During the long lazy days of that summer at the beach, Mickey often sat down at his typewriter to work. But the ideas just wouldn't come to this gifted young writer. With plenty of money in the bank, Mickey wasn't worried. Each time, after trying to work for a few minutes, he'd give up and go back to enjoying himself. Somehow it didn't seem important that his bank balance was steadily shrinking.

Then some unplanned expenses came up and, overnight, Mickey's financial situation changed from comfortable to uncomfortable. Keenly aware that he needed to make money fast, Mickey was at his typewriter early the next morning. For the first time in months he had determination in his heart.

But this time he was worried. A whole summer without a single idea worth putting on paper! Had his writing skill been baked out on the beach? Within a few minutes Spillane knew the answer. Ideas-good, salable ideas were crowding into his mind. Under the goad of necessity he wrote one of his best stories, and then went on to the outstanding career that continues today.

How do you practice the art of getting great ideas? There are six requirements: want, need, exactness, preparation, belief, and execution.

WANT AND NEED

You won't get ideas unless you somehow tell your subconscious mind that you both need and really want ideas. The key word here is want. It's far more important to want ideas than to merely need them. Understanding this distinction is crucial. All constant losers, compulsive gamblers, and confirmed alcoholics desperately need new ideas to change their direction before it's too late. Since positive ideas are everywhere, why don't these people jump on some of them?

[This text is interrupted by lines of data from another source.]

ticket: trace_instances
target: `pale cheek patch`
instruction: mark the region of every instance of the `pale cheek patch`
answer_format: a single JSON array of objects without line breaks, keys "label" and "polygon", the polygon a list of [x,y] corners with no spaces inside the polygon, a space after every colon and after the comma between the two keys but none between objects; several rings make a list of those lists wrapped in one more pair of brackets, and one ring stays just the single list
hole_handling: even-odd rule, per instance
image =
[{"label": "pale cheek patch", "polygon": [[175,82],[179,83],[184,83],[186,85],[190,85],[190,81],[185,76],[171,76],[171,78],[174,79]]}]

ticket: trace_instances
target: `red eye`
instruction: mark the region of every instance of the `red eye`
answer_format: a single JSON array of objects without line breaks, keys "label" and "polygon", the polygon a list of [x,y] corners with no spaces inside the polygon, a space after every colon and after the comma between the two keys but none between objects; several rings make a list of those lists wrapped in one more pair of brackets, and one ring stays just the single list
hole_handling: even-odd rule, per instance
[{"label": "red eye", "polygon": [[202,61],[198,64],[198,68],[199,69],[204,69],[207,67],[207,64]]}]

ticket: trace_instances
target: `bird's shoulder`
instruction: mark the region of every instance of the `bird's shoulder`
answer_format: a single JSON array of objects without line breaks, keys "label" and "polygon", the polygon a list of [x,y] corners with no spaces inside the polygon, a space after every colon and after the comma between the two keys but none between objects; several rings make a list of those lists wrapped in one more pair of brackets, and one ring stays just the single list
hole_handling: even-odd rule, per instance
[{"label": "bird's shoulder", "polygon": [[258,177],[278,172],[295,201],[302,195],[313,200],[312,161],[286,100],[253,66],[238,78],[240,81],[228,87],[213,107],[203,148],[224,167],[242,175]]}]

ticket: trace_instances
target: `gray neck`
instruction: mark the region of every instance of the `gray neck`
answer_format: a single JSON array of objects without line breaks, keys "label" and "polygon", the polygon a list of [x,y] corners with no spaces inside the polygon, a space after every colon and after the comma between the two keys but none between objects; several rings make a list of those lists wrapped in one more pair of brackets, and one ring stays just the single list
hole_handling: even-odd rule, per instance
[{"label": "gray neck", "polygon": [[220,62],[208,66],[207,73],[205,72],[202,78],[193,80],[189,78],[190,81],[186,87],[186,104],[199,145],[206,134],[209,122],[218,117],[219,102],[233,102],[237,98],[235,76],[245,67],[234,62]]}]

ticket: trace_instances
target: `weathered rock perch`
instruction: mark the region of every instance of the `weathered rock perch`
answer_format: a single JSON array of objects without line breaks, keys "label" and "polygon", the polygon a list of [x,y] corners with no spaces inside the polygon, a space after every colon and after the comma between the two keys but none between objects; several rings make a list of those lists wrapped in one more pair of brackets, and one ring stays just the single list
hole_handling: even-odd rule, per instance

Because they don't want to stop doing what's hurting them; they don't want to pay the price of success; they don't want to face realities of living; they don't want to change.

EXACTNESS

You have to know the specific kind of solutions you want. Mickey Spillane thought of exciting scenes when he needed them because he knew exactly what he wanted-ideas for great detective stories. We all want ideas that will make us millions. Unfortunately, that's not specific enough to let the subconscious mind do its work. You can't pull important and specific ideas out of your subconscious mind until you've put important and specific problems in it.

PREPARATION

Nothing is free. Profitable innovation and effective imagination are no exception to this rule. Inventiveness and creativity aren't gifts that a lucky few use effortlessly-that notion is false. After you've paid the price, your imagination will soar and innovative ideas will flow from your brain. The price for that result has to be paid with study, with experience-gaining work, and with alert thought. You create ideas by becoming specific in your thinking and thorough with your study of a subject that excites you. Success-building ideas come only to those who look for them vigorously and intelligently.

BELIEF

Your subconscious mind wants to be used; it wants to be controlled intelligently; it wants to help you grow and win and be happy. So it will go along with self-instructions that aren't true today in order to help you make them true tomorrow.

But it won't allow you to fool it forever. In the laborious process of creating ideas, your subconscious mind has to know that some of them will be used. Not necessarily all of them-or even most of them. But a few of them must be used. Otherwise the flow will eventually be choked off. The more ideas you use and benefit from, the more ideas you'll have and the better they'll be.

EXECUTION

The profit of great ideas comes when you turn them into reality. Get rid of the delusion that you can have a great idea and then get a mechanic to work out the details. The details are the invention. Unless you work out the details in a practical way, you can't control the profit that can be made from your great idea.

Pick a limited field to specialize in. Learn everything that's already known about that subject. Work in that field by taking the best job you can find in it rather than a better one elsewhere. Then start thinking every hour of every day about what can be done to improve performance in your specialty. When you've done all these things, valuable ideas will start flowing out of your mind. Success is doing, not wishing.